Football teams do this all the time. They look at the tape after every game. Sometimes they do it during the game. They’re constantly deconstructing what is working and what isn’t working. And they’re jettisoning what isn’t working and building up on what is working, and doing it in a teamlike approach. We never do that investment in public schooling. What’s happening in Finland is they do that investment in the graduate schools of education before people become teachers. They recruit a very select group of people who become teachers. Now it is also true that Finland has a 5 percent poverty rate and the United States has a 20 percent poverty rate. But there’s this notion of really figuring out what the best teachers do and trying to scale that up.That's from Ms. Weingarten, not Mr. Gates. It's a great interview, with both voices focused on stronger education for America's students.
He's got a sound point about making annual formal evaluations more substantive, reflecting the Gates Foundation's deep investment in measuring effective teaching--an investment that even includes new video tools that produce something very like the game tapes used in football.
She's got a sound point, too.

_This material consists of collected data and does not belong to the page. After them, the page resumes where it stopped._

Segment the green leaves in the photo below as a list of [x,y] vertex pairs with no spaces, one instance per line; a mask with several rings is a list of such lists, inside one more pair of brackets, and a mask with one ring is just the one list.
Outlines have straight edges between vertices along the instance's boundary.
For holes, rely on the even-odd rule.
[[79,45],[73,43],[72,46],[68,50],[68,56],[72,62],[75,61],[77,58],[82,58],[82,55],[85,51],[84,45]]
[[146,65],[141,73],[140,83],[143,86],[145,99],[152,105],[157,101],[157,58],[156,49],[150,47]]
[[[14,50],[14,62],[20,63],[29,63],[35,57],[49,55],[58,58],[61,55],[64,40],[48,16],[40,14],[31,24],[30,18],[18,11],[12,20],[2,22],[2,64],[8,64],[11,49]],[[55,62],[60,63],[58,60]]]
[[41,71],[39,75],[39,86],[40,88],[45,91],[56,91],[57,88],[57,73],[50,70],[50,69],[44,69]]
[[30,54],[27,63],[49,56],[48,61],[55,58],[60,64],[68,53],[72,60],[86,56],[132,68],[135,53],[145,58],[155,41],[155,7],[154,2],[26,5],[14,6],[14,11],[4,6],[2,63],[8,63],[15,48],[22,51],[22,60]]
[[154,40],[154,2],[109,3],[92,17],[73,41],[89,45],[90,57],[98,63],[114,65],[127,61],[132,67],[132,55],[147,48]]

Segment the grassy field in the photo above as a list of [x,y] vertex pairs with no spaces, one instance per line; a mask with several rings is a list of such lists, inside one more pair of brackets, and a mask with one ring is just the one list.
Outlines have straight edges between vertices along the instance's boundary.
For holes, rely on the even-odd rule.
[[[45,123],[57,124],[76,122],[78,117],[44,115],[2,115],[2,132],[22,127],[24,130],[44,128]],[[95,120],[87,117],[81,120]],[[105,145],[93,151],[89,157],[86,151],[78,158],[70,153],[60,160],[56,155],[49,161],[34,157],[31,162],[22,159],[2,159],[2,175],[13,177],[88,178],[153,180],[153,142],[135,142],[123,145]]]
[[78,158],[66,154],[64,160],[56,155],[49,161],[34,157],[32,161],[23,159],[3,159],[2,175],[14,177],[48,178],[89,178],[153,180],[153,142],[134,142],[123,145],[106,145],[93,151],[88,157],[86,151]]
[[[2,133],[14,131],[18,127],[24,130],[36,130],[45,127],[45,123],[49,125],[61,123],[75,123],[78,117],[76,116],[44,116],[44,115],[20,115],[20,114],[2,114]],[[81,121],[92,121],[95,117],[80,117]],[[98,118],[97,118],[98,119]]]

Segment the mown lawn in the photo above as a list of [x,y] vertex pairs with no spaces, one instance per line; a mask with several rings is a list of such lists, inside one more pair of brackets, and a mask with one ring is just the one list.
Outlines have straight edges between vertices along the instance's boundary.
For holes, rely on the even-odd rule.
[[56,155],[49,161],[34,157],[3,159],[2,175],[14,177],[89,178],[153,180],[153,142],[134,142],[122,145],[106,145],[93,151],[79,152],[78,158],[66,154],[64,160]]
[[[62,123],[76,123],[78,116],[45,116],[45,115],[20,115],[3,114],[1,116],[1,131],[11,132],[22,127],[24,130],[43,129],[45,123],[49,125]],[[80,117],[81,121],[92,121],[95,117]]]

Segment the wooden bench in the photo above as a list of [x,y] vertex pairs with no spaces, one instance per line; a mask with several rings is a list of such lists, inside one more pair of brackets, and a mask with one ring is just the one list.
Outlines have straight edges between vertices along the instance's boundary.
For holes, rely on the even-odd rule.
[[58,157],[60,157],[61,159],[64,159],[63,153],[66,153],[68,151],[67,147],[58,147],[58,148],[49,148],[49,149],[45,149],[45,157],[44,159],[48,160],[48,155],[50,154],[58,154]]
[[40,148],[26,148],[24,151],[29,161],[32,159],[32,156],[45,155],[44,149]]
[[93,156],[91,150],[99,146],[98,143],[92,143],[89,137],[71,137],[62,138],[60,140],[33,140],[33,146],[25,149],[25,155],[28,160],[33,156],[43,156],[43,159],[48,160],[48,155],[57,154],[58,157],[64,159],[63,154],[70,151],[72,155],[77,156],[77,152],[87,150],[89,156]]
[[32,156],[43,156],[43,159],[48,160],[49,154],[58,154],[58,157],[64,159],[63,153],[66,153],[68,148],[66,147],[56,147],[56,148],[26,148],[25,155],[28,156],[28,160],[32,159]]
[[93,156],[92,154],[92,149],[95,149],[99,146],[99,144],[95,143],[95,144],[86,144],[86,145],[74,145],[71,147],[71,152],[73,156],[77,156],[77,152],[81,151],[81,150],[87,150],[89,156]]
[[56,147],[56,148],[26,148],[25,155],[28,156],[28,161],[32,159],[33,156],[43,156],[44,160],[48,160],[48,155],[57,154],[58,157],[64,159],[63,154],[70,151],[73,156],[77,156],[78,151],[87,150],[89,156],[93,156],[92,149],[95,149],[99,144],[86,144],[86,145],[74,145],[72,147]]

Her focus is on year-round cycles of continuous improvement organized primarily by professional colleagues. At the school level, teams that work together to build skills and raise results are often called professional learning communities, and attempts to measure that sort of environment are made through surveys on working conditions. She's also arguing for similar loops on a larger scale, both for preparing teachers and for defining standards, curriculum, and testing methods.
While both takes are important and the two strategies certainly should be deployed, Ms. Weingarten's emphasis on the continuous, team-based feedback process looks to me like the more important part of the total change we need to create.